The few comforts they have such as the fridge and the sofa were given to them by kind-hearted donors. They also received assistance during the height of the Covid-19 pandemic last year.
Outside, they have a panoramic view of the ocean but even this is slowly disappearing.
Over the past few years, much of the area outside their home has been reclaimed for a development project.
Ramlah’s husband was forced to store his boat further away from the house, which made it difficult to keep an eye out for thieves who eventually made off with the engine.
Now, he hitches a ride on one of his friend’s boats whenever he goes out to sea. Between the uncertain weather and the increasing development, his income has been on the decline.
One of Ramlah’s children works at a nearby factory and contributes enough each month to pay the bills and cover basic necessities. Another recently had his appendix removed and is still recovering from the procedure.
In addition to taking care of her mother, Zarifah also has her own children to look after.
She has been a housewife ever since she stopped school. Her husband also goes down to sea with his friends but the money is never enough.
“Some months, he only makes a few hundred ringgit,” she said. “Sometimes there is only enough money to pay for petrol.”
Zarifah and her husband stay in a tiny house next to Ramlah’s, paying rent of RM100 a month. It’s not much to look at, and at high tide it always floods, sometimes to the point where sea creatures are swept in with the water and Zarifah finds fish, crabs and even snakes swimming in her kitchen.
Even for this house, though, they have been lagging in rent and can only depend on the kindness of their landlord to escape eviction.
“The landlord wants to sell this house for RM2,000 but we can’t afford this yet,” Zarifah said.
Her husband used to work as a security guard but eventually his contract was terminated.
“He used to be able to make RM1,000 a month. But as a fisherman now, his income is never sure,” she said.
With Hari Raya around the corner, there’s not much they can do in order to celebrate. There will be no new clothes, no kuih, and no feast to share with the family.

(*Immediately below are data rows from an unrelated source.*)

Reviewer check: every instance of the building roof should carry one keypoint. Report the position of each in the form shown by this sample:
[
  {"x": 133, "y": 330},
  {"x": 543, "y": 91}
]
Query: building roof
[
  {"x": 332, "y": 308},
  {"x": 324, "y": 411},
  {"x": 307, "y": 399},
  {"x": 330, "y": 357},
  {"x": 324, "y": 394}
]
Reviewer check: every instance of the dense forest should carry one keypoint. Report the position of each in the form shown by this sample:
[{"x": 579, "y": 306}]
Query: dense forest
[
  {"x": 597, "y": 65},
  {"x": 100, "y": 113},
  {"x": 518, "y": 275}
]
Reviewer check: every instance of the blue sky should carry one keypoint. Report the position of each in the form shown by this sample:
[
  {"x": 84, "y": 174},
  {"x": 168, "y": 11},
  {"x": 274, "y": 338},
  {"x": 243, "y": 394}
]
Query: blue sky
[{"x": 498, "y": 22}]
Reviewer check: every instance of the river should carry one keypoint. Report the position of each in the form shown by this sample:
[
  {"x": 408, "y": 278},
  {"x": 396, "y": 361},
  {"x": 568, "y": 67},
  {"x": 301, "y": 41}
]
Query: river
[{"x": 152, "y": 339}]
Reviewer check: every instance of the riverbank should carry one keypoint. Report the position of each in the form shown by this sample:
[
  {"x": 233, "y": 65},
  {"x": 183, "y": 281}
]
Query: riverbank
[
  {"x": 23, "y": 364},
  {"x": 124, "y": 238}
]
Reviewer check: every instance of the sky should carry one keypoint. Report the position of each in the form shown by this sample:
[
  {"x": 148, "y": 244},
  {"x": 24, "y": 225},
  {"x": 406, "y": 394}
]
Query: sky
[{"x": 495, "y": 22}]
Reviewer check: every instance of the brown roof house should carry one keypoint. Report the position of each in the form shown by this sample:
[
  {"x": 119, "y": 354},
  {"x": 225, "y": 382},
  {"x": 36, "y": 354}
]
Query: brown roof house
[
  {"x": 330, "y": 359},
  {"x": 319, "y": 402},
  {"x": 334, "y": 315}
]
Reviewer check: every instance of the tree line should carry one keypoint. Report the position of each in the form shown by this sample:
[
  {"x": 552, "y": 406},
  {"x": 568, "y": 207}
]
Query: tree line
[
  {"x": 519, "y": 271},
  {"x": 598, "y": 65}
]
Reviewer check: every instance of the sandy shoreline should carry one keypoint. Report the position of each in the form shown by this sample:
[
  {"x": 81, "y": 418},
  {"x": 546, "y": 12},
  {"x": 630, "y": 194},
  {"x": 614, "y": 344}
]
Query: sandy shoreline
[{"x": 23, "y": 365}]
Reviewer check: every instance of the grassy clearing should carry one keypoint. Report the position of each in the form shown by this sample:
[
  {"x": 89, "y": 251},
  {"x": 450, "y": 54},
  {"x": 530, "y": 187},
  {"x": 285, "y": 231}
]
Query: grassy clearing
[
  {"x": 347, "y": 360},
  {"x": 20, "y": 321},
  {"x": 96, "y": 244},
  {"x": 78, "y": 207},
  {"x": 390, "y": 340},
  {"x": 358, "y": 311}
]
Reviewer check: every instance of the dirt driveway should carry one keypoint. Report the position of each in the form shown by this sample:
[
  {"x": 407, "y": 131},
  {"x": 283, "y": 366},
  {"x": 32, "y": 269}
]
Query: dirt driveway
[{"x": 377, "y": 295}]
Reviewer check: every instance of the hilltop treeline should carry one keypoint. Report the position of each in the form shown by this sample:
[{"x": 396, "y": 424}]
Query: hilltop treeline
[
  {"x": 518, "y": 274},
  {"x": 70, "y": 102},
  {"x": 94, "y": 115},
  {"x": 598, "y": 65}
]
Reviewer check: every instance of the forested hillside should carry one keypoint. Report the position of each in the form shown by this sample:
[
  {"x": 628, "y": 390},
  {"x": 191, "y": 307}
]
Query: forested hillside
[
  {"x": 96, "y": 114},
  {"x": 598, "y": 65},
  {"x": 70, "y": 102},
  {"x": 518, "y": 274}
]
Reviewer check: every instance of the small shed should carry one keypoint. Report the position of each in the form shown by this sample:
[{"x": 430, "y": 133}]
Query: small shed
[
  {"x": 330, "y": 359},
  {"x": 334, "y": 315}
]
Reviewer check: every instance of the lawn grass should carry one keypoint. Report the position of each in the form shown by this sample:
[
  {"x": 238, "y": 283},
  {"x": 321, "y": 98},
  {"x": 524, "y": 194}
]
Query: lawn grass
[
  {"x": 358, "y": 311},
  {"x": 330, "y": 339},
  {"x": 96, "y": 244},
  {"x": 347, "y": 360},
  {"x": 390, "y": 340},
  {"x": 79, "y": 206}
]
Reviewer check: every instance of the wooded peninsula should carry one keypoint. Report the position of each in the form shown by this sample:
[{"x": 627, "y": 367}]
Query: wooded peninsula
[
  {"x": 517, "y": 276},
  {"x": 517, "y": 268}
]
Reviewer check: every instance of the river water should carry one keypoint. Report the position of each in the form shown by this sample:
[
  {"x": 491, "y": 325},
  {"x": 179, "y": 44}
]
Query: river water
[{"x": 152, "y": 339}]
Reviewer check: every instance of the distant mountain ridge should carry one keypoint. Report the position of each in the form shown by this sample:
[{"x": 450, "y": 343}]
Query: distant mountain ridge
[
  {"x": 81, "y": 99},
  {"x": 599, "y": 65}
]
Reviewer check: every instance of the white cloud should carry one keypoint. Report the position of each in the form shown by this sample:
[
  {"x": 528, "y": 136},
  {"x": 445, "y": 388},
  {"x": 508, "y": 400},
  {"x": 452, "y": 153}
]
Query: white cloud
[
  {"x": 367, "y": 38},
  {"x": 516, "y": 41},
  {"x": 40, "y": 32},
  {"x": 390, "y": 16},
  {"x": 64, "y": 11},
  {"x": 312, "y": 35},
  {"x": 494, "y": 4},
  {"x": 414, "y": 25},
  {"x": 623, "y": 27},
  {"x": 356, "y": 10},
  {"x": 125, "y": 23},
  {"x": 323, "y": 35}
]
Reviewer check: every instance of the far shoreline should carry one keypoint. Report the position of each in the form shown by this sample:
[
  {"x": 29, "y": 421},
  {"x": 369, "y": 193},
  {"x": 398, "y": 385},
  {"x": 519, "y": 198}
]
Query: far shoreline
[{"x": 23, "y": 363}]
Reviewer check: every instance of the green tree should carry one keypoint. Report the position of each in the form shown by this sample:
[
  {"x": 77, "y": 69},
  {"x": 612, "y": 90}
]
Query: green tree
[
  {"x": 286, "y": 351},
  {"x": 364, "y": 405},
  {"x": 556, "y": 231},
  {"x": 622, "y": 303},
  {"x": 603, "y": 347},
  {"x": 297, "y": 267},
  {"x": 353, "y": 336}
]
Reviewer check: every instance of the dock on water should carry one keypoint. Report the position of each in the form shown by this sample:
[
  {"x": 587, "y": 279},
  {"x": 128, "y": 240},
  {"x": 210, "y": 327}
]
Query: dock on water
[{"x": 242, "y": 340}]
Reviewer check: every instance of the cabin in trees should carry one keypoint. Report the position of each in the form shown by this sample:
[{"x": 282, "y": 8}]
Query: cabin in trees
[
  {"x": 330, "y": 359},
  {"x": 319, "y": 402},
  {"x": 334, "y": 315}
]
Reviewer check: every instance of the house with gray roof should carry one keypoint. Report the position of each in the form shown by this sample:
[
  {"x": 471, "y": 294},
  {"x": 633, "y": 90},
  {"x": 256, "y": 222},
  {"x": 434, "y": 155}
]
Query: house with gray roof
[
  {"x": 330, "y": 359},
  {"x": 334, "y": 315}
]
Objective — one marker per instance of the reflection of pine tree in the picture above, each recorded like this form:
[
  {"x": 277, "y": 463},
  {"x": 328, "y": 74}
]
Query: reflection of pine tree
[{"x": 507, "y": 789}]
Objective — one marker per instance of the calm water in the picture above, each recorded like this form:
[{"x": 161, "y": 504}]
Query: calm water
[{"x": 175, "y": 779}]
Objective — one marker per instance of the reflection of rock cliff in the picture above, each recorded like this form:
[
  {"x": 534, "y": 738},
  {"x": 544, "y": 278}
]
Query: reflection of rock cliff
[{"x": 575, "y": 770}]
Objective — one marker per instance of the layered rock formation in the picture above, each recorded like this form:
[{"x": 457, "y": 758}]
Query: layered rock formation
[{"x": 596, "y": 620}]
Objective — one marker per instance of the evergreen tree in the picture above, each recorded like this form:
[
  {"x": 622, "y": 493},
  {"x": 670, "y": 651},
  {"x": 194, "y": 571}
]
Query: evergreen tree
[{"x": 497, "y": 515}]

“Our priority is to cover the basic necessities,” Zarifah said.
Ramlah meanwhile said donations were not as plentiful as they had been in other years.
She had tried applying for aid from various agencies but was met with rejection as they said she did not meet the criteria.
But while she cannot afford very many things, she is determined not to give up.
“I still want the best for my children,” she said.